All three land on $110 because they're the same price. That's the whole point—format never changes value, only presentation. The same logic applies when you stack legs on parlay betting platforms, where each leg's decimal odds multiply together.

Now the part that actually sharpens your betting: implied probability. Every set of odds tells you the chance the bookmaker assigns. Add up the implied probabilities across all outcomes in a market and you'll get a number above 100%. That overage is the bookmaker's margin—the vig. In our experience reviewing thousands of markets, the gap between true probability and implied probability is where disciplined bettors find their edge. Remember, the margin always favours the house long-term, so realistic expectations matter.

Calculating Implied Probability From Any Format

Here's how to calculate implied probability from odds in seconds. For decimal, divide 1 by the odds, then multiply by 100. A 2.50 decimal gives 1 ÷ 2.50 = 0.40, or 40% implied probability. Clean and instant.

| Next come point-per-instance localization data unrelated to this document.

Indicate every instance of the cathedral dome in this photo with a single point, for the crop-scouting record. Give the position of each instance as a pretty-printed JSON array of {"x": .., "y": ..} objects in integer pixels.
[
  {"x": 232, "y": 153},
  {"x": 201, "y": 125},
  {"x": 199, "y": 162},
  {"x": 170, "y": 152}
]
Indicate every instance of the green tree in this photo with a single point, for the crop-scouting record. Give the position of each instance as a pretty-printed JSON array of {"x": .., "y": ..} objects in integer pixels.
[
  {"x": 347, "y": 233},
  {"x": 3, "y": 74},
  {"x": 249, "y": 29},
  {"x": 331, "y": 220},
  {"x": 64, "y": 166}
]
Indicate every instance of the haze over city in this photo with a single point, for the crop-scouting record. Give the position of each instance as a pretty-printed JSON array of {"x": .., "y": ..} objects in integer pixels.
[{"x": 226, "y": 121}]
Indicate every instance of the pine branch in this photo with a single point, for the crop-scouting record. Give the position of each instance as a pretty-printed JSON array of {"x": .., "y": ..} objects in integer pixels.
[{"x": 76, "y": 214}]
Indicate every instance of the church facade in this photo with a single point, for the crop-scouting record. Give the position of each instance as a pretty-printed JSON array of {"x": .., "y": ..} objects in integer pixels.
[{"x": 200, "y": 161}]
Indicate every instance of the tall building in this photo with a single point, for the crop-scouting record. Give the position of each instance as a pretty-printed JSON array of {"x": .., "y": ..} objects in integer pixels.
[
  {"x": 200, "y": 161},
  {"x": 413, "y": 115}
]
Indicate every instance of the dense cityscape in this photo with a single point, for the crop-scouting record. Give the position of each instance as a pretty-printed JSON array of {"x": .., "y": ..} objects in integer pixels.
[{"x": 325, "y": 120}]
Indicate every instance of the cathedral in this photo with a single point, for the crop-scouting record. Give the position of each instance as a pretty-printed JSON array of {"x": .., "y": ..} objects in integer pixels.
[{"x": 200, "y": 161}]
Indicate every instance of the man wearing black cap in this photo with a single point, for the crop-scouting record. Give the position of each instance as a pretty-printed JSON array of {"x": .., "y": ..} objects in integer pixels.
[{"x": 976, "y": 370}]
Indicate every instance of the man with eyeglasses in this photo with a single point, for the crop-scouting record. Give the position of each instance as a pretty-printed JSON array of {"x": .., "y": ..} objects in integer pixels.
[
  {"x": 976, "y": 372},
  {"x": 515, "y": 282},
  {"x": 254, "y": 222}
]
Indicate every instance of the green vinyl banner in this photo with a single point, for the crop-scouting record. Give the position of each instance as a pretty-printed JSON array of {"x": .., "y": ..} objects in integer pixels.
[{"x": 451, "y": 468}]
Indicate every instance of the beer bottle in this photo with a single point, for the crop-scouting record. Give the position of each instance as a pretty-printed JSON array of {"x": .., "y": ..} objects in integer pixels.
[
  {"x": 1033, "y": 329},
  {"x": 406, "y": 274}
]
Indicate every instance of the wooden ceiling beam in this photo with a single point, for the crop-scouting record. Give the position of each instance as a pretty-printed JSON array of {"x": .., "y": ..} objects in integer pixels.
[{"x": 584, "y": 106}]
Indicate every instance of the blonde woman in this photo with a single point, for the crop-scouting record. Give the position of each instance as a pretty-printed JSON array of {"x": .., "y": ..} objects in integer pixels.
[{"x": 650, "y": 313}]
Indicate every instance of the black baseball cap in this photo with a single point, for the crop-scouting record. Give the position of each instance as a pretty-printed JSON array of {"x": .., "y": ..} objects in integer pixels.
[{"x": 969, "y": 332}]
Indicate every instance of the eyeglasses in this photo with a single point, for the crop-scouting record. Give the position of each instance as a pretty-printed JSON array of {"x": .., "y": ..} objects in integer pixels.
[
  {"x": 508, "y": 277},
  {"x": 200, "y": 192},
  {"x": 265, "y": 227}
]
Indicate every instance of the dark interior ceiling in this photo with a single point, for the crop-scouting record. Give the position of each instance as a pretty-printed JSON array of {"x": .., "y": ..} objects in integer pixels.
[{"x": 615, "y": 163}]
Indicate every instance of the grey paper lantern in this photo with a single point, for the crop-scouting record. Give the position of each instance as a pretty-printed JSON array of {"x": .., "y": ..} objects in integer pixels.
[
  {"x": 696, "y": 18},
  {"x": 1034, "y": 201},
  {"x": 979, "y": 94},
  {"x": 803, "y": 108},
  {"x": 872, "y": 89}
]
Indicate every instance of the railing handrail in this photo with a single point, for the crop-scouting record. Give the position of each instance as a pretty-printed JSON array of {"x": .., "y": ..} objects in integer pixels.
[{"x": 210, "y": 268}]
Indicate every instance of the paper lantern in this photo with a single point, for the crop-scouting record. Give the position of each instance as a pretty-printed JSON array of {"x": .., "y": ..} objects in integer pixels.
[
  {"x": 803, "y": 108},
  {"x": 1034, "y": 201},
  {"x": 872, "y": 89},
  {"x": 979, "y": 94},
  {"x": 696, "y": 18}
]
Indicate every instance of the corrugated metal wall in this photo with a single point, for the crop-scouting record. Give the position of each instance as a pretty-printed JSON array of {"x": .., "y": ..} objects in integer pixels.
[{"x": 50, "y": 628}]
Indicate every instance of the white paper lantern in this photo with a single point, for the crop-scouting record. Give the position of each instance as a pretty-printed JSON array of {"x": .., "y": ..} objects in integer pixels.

Fractional needs a tweak: divide the denominator by the sum of both numbers. For 3/1, that's 1 ÷ (3 + 1) = 0.25, or 25%. American splits by sign again. Positive odds: 100 ÷ (odds + 100). So +200 gives 100 ÷ 300 = 33.3%. Negative odds: take the absolute value, then divide by (that value + 100). For -150, it's 150 ÷ 250 = 60%. Run these on a few lines and you'll spot when a 40% chance is priced like a 35% one—that's the gap worth hunting.

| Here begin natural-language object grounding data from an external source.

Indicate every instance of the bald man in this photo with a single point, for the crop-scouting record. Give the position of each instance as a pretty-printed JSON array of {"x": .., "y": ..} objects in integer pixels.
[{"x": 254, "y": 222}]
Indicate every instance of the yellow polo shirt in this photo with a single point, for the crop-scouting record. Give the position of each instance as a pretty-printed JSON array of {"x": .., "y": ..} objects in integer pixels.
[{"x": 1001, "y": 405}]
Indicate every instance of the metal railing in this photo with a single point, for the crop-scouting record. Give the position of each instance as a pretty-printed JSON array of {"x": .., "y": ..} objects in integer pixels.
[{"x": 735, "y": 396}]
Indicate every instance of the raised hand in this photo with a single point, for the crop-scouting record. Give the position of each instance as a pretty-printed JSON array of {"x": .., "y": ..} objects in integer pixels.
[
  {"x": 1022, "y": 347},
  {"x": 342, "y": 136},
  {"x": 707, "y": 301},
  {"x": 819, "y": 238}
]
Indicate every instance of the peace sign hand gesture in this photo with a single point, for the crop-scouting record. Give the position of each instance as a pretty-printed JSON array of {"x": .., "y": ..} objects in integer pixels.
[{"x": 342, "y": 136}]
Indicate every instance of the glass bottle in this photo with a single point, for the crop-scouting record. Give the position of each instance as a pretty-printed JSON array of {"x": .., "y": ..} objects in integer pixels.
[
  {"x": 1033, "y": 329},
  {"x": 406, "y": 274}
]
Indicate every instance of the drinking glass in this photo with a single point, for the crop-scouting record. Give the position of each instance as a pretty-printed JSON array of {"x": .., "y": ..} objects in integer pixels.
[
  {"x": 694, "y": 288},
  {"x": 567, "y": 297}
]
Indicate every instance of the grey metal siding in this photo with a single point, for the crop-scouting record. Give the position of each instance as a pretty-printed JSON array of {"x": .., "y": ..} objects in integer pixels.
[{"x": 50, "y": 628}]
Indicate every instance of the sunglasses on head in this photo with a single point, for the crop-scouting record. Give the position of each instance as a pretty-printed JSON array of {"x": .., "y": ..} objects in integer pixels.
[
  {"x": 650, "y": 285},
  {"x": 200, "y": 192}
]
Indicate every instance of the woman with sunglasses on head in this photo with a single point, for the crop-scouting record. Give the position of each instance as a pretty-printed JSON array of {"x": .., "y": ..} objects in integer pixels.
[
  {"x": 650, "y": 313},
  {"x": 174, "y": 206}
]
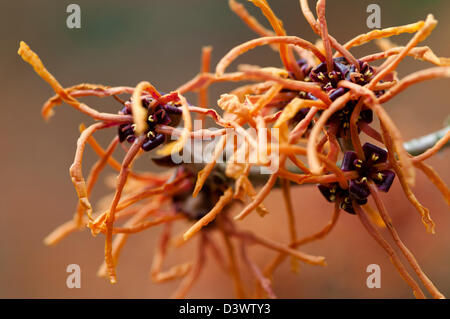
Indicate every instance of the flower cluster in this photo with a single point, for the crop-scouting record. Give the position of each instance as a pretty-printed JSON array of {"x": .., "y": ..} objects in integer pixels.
[{"x": 322, "y": 99}]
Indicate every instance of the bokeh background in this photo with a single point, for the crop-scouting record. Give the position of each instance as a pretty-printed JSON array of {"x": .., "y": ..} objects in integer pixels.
[{"x": 122, "y": 43}]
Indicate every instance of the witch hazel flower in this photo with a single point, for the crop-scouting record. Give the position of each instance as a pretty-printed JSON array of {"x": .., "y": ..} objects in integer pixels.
[
  {"x": 369, "y": 168},
  {"x": 166, "y": 114}
]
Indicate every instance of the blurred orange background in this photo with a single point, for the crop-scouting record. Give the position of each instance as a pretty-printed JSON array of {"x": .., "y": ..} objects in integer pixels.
[{"x": 122, "y": 43}]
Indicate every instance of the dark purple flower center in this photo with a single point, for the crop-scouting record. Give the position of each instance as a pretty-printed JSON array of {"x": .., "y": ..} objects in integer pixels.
[
  {"x": 328, "y": 81},
  {"x": 196, "y": 207},
  {"x": 367, "y": 170},
  {"x": 161, "y": 114}
]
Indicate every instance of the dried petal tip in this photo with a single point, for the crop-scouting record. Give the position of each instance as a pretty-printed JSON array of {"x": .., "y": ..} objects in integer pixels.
[{"x": 374, "y": 154}]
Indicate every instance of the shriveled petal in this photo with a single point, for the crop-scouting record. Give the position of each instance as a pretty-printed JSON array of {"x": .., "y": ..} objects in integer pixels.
[
  {"x": 327, "y": 192},
  {"x": 348, "y": 161},
  {"x": 374, "y": 153},
  {"x": 337, "y": 93},
  {"x": 386, "y": 181},
  {"x": 359, "y": 190}
]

Where Odds Knowledge Takes You Next

You've got the conversions. Now the real game begins. Reading odds fluently is the foundation, but the bettors who consistently outperform use this skill to hunt for value—comparing the same market across multiple books and pouncing when one prices an outcome softer than the rest. It's a habit that pays off on busy markets like Premier League betting sites where prices swing fast.

That's the natural next step from here:

  • Line shopping — comparing decimal odds across books to find the best price on identical bets
  • Removing the vig — stripping out the bookmaker's margin to see true probability
  • Value betting — backing outcomes where your estimate beats the implied probability
  • Tracking closing lines — measuring whether you beat the market's final price

Each of these builds directly on the formulas you just learned. We cover value betting and margin removal in dedicated guides at Betlama, since they deserve their own deep dives. And if collecting winnings fast matters to you, our roundup of instant withdrawal betting sites pairs well with sharp odds-reading.

One honest reminder: knowing the math doesn't beat the house edge on its own. It just lets you bet smarter, with clear eyes on what you're actually paying. Keep your stakes within limits you can afford to lose, treat every wager as priced in someone's favour, and let the numbers—not the hype—guide your next move.